18 outubro 2005

A estética do sofrimento


Certamente o documentário Natureza Morta – Visages d’une Dictature, de Susana Sousa Dias, tem todos os méritos que lhe atribuem. Uma narrativa só por imagens, uma revelação da nossa memória arquivada, um exercício virtuoso de montagem, etc. Reconheço nele um filme fantasmático que teve a capacidade de activar em mim o sistema de alarme.

Ao contrário da expectativa, não encontrei um filme que fala por imagens, mas um filme em que fala mais alto a música, cujo expressionismo electroacústico - de frigoríficos medonhamente vibrantes e estampidos violentos de portas de ferro fechadas sobre alçapões - é capaz de nos colar à cadeira em estado de angústia irracional e grande desconforto. Eu sei que é intencional. Mas que intenção tem? Fazer-nos sofrer durante uma hora pelas vítimas do fascismo?

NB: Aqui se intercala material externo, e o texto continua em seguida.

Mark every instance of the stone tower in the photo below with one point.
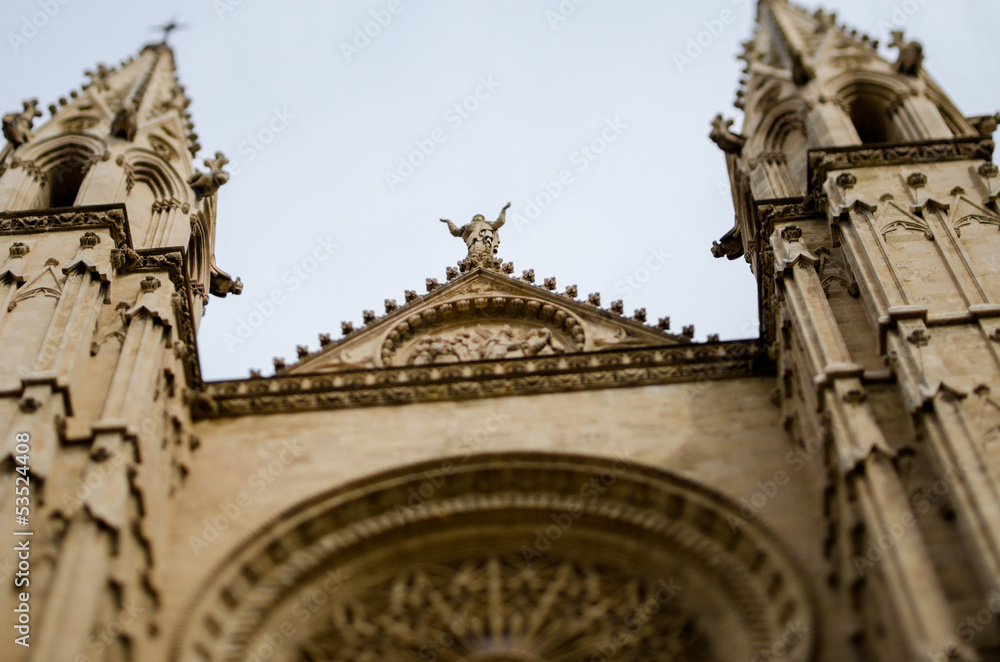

Toda a gente acredita que uma imagem vale por mil palavras, mas não é verdade, as imagens falam conforme o que se diz delas (pensemos no pseudo-arrastão de Carcavelos, que o filme de Diana Andringa, também presente no DocLisboa, desmonta). As imagens pouco valem sem as palavras, porque podem ser lidas de muitas maneiras (e as palavras também, mas não de tantas). Elas ganham sentidos que, neste caso, são induzidos pela música ou pelos raccords, que aqui se resumem a oposições simples: os brancos que aplaudem e os negros que desfilam nus, os que deitam foguetes e os que queimam aldeias africanas, as fotos dos prisioneiros e logo o ditador com sorrizinho, de um lado os carrascos, do outro o povo acabrunhado, em suma, os bons e os maus.

Mas a realidade do fascismo foi muito mais complexa. Já todos sabemos o que foi o fascismo. Todos nós participámos disso ou participaram as nossas famílias. Aliás, o fascismo continua entre nós. Nem é possível traduzi-lo por meio de uma parábola maniqueísta. Veremos este filme por uma espécie de masoquismo católico?

Qualquer grupo de gente subindo uma escada em câmara lenta parece um bando de esfomeados. Qualquer penitente de joelhos pode ser uma metáfora de mil coisas, mas qual delas? Os soldados enfermeiros que dão de beber às crianças negras (em latas da Sacor) parecem algozes. E as crianças que olham para a câmara pelo canto do olho suspenso no tempo parecem prisioneiros culpados. No filme de Susana Sousa Dias estamos prisioneiros da imagem.

Quando se usam e manipulam as imagens desta maneira, arrastadamente, analiticamente, repetidamente, há um comprazimento estético no olhar de quem as vê. Como podemos conciliar a beleza amoral das imagens em movimento com o juízo moral que elas descarregam sobre nós? O fascínio das imagens não deveria degenerar em horror ou vice-versa.